Although some FL sensors that integrate the merits of LMOFs and MIP have been designed [13,14,15,33,34,35], hitherto, there has been no report on a fluorescent sensor based on MIP-coated NH2-UIO-66 (Zr) for the selective and ultrasensitive FL monitoring of OTC. Consequently, in this work, a turn-off FL sensor (expressed as NH2-UIO-66 (Zr)@MIP) that combines a large surface area and the unique fluorescence properties of NH2-UIO-66 (Zr), as well as the high specificity of the imprinted layer, was developed for an assay of OTC using the inner filter effect (IFE). Herein, the NH2-UIO-66 (Zr) with an intense blue FL emission, as a signal tag and substrate material, was prepared via a simple microwave-assisted heating process and then covered with a molecularly imprinted layer. After removing the OTC template molecule, the NH2-UIO-66 (Zr)@MIP sensor with custom-made binding sites for the OTC was obtained. The modification of the MIP granted the sensor high selectivity, adsorption affinity and binding efficiency to OTC. Meanwhile, NH2-UIO-66 (Zr), as a luminous center and a carrier, endowed the proposed sensor with a desirable FL signal output and response sensitivity. Furthermore, its relatively uniform morphology, good optical properties, superior FL sensitivity, outstanding adsorption and binding performance, as well as its excellent specificity, were demonstrated via different characterizations. The established sensor was successfully used in the highly sensitive and selective determination of OTC in milk samples, confirming its practical applicability.

2. Materials and Methods

2.1. Materials and Apparatuses

2-aminoterephthalic acid (ATA, 98%), tetracycline (TET, ≥98%), doxycycline (DOX, ≥98%), oxytetracycline (OTC, ≥98%), chlortetracycline (CTC, ≥98%), chloramphenicol (CAP, 98%), tyrosine (Tyr), histidine (His), serine (Ser), phenylalanine (Phe), arginine (Arg) and cysteine (Cys) were provided by Shanghai Macklin Biochemical Co., Ltd. (Shanghai, China). Zirconium chloride (ZrCl4, 99%) was purchased from Beijing Yinuokai Technology Co., Ltd. (Beijing, China). Methacrylic acid (MAA, 99%), 2,2-azobisisobutyronitrile (AIBN, 99%) and ethylene glycol dimethacrylate (EGDMA, 98%) were obtained from TCI Development Co., Ltd. (Shanghai, China). N, N-dimethylformamide (DMF), ethanol, glucose, sucrose, MnCl2·4H2O, MgCl2·6H2O, Zn(NO3)2·6H2O, CaCl2, NaCl and KCl were supplied by Sinopharm Chemical Reagent Co., Ltd. (Shanghai, China). All reagents and chemicals used in this work were of at least analytical grade. The apparatuses utilized in this study are described in detail in the supporting information.

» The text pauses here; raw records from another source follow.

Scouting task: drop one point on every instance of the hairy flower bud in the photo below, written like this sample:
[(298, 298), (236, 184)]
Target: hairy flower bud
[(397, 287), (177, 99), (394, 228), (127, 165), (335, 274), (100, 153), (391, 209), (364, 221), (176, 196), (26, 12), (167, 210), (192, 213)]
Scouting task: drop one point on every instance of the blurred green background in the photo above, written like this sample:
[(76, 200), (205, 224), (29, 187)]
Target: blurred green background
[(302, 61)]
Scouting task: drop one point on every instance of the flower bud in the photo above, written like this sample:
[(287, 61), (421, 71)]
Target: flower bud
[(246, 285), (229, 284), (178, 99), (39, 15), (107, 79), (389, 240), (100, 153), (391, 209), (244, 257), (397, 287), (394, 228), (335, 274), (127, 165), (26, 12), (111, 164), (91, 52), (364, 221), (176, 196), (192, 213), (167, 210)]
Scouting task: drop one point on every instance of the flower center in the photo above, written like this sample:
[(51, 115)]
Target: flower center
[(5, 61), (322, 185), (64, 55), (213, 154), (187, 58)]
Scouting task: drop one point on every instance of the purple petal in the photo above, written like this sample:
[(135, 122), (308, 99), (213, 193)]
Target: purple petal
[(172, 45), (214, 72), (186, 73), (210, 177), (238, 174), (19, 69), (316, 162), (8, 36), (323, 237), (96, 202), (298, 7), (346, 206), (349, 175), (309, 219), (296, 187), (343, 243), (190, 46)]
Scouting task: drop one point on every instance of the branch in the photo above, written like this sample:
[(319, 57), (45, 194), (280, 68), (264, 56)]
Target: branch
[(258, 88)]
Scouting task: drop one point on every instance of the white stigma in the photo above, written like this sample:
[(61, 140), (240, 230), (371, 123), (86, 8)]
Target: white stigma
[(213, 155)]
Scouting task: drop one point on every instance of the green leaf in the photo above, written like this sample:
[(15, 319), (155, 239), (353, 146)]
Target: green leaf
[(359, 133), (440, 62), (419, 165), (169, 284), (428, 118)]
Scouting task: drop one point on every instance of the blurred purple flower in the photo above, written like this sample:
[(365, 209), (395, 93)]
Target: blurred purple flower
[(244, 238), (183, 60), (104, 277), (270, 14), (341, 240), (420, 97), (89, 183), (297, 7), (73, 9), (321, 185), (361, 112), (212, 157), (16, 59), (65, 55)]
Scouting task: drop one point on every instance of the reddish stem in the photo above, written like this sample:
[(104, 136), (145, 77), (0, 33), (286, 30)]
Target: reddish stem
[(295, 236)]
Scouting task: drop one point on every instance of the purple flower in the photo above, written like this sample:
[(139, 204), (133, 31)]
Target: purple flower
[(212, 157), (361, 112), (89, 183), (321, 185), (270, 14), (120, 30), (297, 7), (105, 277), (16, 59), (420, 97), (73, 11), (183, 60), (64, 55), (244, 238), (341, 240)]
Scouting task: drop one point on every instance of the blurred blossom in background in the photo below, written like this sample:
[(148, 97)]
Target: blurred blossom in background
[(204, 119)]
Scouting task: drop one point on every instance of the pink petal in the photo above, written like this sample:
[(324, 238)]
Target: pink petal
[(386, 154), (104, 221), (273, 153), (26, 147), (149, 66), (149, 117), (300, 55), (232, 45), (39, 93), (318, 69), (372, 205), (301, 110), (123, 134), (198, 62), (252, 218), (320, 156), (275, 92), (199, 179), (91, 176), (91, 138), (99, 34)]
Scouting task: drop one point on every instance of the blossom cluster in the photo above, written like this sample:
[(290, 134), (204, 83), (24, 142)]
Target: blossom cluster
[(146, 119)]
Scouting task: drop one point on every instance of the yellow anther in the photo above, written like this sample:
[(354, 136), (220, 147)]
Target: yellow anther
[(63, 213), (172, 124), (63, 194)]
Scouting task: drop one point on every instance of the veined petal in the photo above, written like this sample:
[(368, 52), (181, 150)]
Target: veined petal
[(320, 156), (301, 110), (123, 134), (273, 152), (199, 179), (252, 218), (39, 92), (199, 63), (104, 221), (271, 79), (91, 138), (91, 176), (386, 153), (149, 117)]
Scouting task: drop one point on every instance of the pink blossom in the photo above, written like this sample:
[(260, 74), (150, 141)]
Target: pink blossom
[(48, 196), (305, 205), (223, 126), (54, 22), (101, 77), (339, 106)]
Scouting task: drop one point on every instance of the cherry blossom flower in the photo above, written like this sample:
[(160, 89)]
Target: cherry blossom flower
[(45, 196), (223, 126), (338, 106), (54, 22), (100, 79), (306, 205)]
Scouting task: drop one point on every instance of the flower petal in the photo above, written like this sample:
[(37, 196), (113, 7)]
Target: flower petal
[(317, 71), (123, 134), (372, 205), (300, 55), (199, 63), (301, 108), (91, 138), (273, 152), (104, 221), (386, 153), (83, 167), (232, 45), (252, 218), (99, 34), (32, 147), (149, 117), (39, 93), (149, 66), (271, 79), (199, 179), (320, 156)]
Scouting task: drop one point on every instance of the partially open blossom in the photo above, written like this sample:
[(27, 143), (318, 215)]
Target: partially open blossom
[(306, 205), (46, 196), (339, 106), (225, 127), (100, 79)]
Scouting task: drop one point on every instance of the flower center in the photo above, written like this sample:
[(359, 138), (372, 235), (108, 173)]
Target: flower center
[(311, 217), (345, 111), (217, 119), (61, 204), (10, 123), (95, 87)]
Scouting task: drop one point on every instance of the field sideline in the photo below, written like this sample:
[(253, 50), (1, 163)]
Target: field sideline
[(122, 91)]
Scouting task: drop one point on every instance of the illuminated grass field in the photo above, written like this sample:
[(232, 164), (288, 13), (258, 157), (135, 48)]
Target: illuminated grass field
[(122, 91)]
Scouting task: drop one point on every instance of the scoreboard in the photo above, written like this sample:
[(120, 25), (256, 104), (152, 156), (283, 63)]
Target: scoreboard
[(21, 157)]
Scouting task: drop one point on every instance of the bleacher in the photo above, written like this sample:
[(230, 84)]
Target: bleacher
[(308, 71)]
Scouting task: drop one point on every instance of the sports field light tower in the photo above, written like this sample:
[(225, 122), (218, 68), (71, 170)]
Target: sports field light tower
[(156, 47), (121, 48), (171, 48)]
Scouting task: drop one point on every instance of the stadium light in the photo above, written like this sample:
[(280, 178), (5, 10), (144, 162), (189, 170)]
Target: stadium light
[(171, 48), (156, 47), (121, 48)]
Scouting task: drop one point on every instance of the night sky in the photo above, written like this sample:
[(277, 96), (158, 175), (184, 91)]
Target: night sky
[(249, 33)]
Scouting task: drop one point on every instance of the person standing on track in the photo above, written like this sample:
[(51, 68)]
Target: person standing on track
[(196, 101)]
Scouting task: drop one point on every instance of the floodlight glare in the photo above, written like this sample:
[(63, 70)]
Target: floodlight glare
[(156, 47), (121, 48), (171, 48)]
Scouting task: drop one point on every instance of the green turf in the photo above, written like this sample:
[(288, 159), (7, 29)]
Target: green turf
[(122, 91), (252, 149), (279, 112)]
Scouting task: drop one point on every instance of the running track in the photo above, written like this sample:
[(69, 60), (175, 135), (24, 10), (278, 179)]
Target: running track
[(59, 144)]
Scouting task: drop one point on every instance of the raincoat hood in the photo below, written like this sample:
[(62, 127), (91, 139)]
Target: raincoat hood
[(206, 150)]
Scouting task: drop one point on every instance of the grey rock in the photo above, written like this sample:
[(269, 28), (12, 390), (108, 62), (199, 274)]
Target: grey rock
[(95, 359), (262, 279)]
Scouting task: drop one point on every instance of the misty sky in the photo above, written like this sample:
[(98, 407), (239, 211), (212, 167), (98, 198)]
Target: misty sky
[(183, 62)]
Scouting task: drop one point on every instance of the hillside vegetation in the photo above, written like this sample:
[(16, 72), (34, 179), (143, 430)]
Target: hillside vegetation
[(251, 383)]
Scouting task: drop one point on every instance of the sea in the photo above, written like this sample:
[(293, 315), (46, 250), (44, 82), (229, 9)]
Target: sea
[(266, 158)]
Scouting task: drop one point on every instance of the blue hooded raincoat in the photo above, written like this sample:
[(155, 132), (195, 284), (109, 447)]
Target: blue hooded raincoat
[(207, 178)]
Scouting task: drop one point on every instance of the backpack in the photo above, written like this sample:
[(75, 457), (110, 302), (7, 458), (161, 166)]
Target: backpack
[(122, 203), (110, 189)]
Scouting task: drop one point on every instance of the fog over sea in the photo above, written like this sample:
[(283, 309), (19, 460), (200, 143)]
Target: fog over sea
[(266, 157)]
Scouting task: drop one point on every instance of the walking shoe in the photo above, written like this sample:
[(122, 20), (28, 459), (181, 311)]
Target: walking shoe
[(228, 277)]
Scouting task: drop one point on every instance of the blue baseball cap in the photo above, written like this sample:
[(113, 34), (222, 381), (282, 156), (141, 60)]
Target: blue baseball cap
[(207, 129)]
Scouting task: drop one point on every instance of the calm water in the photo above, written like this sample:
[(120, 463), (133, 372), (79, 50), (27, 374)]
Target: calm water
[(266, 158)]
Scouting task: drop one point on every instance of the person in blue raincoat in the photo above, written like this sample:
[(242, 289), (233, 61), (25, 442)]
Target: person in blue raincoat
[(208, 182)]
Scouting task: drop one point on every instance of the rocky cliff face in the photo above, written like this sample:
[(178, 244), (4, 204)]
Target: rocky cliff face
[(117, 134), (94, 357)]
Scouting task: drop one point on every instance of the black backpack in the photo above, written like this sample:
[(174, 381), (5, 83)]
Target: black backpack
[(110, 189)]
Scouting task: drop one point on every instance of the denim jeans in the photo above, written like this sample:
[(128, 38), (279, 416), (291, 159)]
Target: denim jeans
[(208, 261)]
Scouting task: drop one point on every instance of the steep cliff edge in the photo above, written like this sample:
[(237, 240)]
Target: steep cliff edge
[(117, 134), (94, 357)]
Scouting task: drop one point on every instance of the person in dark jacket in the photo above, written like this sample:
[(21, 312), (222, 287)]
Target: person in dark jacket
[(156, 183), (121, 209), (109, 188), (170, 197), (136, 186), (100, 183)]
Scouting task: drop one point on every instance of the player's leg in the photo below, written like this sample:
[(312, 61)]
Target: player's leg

2.2. The Synthesis of NH2-UIO-66 (Zr)

The preparation process of NH2-UIO-66 (Zr) refers to the microwave-assisted heating assay employed in a previous study with minor changes [6]. Briefly, 669 mg of ZrCl4 and 500 mg of ATA were firstly dissolved in 60 mL of DMF, followed by ultrasonic treatment for 1 h. Next, the aforementioned reaction precursor solution was placed in a stainless steel Teflon-lined autoclave and heated to 120 °C for 24 h. After natural cooling, the deposition was attained via centrifugation, distributed in ethanol (30 mL), and heated at 100 °C for 30 min in a microwave synthesis reaction device. Subsequently, after dropping to ambient temperature, the obtained solid was centrifuged, and then the above microwave heating activation process was carried out again. Ultimately, the yellow product was acquired via vacuum drying (60 °C for 6 h) for later tests.

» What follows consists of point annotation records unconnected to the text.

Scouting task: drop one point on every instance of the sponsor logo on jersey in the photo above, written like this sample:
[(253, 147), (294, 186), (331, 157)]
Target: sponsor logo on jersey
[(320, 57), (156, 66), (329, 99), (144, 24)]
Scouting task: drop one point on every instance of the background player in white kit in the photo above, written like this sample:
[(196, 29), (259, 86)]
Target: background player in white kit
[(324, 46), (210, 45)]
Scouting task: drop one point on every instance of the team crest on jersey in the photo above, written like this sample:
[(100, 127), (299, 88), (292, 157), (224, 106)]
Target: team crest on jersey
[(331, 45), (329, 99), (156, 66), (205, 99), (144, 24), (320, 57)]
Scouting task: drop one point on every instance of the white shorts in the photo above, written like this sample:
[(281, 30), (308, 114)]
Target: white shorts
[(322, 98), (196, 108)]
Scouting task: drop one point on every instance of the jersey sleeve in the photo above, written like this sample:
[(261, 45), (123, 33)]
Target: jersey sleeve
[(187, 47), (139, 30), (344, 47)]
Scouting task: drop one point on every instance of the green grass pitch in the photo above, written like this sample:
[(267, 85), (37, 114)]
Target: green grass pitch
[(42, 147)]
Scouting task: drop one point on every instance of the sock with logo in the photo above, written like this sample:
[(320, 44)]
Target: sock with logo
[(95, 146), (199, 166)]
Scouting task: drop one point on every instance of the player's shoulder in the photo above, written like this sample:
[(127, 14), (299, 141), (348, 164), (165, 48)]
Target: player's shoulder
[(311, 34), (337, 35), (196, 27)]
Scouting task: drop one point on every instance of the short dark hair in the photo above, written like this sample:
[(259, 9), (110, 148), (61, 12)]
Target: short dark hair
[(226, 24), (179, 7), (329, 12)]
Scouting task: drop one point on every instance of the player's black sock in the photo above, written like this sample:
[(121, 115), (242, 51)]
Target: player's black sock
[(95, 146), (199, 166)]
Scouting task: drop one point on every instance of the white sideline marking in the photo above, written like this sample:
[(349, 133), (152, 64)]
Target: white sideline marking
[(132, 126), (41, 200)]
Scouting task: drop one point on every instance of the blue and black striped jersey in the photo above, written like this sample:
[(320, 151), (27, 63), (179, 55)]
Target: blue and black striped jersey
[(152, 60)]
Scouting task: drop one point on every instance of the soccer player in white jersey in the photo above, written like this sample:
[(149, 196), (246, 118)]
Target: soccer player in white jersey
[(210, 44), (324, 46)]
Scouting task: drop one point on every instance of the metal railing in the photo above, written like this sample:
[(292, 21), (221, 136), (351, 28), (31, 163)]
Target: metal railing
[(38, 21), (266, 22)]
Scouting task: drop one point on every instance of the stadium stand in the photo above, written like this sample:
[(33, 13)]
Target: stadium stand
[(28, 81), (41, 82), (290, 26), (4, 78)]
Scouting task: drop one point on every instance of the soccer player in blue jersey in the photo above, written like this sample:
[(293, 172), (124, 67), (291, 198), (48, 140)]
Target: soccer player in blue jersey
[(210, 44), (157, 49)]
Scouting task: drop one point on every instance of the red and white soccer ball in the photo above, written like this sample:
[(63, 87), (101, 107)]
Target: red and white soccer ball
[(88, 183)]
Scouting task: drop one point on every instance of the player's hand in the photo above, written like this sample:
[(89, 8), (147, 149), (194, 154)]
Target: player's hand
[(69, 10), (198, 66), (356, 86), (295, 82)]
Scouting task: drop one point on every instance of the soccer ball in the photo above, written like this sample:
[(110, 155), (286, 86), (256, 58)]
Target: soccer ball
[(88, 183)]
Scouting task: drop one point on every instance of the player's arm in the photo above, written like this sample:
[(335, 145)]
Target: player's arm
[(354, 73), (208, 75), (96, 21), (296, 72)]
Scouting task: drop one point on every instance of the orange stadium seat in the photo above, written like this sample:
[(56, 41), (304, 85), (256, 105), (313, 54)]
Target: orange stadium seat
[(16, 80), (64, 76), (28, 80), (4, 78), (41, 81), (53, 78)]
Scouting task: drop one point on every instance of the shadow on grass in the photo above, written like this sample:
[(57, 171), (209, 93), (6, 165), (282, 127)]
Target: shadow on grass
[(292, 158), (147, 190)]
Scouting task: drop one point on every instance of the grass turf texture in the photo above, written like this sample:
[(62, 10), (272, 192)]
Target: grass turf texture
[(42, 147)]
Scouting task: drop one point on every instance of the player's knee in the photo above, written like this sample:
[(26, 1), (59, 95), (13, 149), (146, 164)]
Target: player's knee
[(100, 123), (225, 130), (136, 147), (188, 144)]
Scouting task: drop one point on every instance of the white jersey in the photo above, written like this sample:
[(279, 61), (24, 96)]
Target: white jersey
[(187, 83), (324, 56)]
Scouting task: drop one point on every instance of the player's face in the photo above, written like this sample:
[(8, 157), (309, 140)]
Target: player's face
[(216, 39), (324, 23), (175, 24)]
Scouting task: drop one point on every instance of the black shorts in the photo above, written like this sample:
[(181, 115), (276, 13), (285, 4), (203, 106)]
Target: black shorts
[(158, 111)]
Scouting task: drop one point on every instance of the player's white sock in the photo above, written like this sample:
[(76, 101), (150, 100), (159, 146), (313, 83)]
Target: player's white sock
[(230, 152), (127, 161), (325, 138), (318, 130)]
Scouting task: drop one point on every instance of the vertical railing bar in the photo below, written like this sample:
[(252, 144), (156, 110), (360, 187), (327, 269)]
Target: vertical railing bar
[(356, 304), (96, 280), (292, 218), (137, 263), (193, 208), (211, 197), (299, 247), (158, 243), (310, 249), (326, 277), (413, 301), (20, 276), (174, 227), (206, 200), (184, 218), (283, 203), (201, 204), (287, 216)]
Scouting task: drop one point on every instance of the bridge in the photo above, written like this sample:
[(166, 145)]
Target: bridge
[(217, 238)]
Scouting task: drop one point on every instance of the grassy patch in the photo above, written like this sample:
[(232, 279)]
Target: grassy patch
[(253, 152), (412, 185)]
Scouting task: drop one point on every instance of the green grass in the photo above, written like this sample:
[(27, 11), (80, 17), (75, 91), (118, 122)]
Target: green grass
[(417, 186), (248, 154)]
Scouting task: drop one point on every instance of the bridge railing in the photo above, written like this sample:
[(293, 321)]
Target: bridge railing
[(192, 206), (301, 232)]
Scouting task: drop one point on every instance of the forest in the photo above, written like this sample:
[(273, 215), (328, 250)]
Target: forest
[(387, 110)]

2.3. The Fabrication of NH2-UIO-66 (Zr) Imprinted Polymers

NH2-UIO-66 (Zr)@MIP was fabricated according to a previous study, with slight modifications [15]. In the typical procedure, NH2-UIO-66 (Zr) (fluorescent probe, 50 mg) and OTC (template, 0.2 mmol) were completely dispersed in 30 mL of ethanol using ultrasonic treatment. Then, after the addition of MAA (monomer, 1.2 mmol), the mixture was pre-polymerized for 50 min under continuous stirring. Subsequently, EGDMA (cross-linking agent, 2 mmol) and AIBN (initiator, 20 mg) were successively introduced into the above synthesis system and stirred for 15 h in a water bath at 65 °C. Finally, the acquired polymer was centrifuged, eluted repeatedly via water/ethanol (v/v, 1/9) to expunge OTC and dried under vacuum at 50 °C for 7 h. Meanwhile, the non-imprinting polymer (NH2-UIO-66 (Zr)@NIP), as a contrast material, was prepared according to the above steps in addition to not adding OTC.

2.4. FL Sensing Procedure

In brief, 1 mg of NH2-UIO-66 (Zr)@MIP or NH2-UIO-66 (Zr)@NIP was scattered in 4 mL of PBS buffer solution (pH = 7) with various concentrations of OTC. After incubation for 30 min, the FL determination was performed under an excitation wavelength of 350 nm and the FL intensity of the sensing system at 455 nm was obtained. The specific recognition performance was appraised by adding other antibiotics with a similar structure or possible coexisting interfering substances instead of OTC under identical experimental conditions. The measurements of each experiment were carried out in triplicate.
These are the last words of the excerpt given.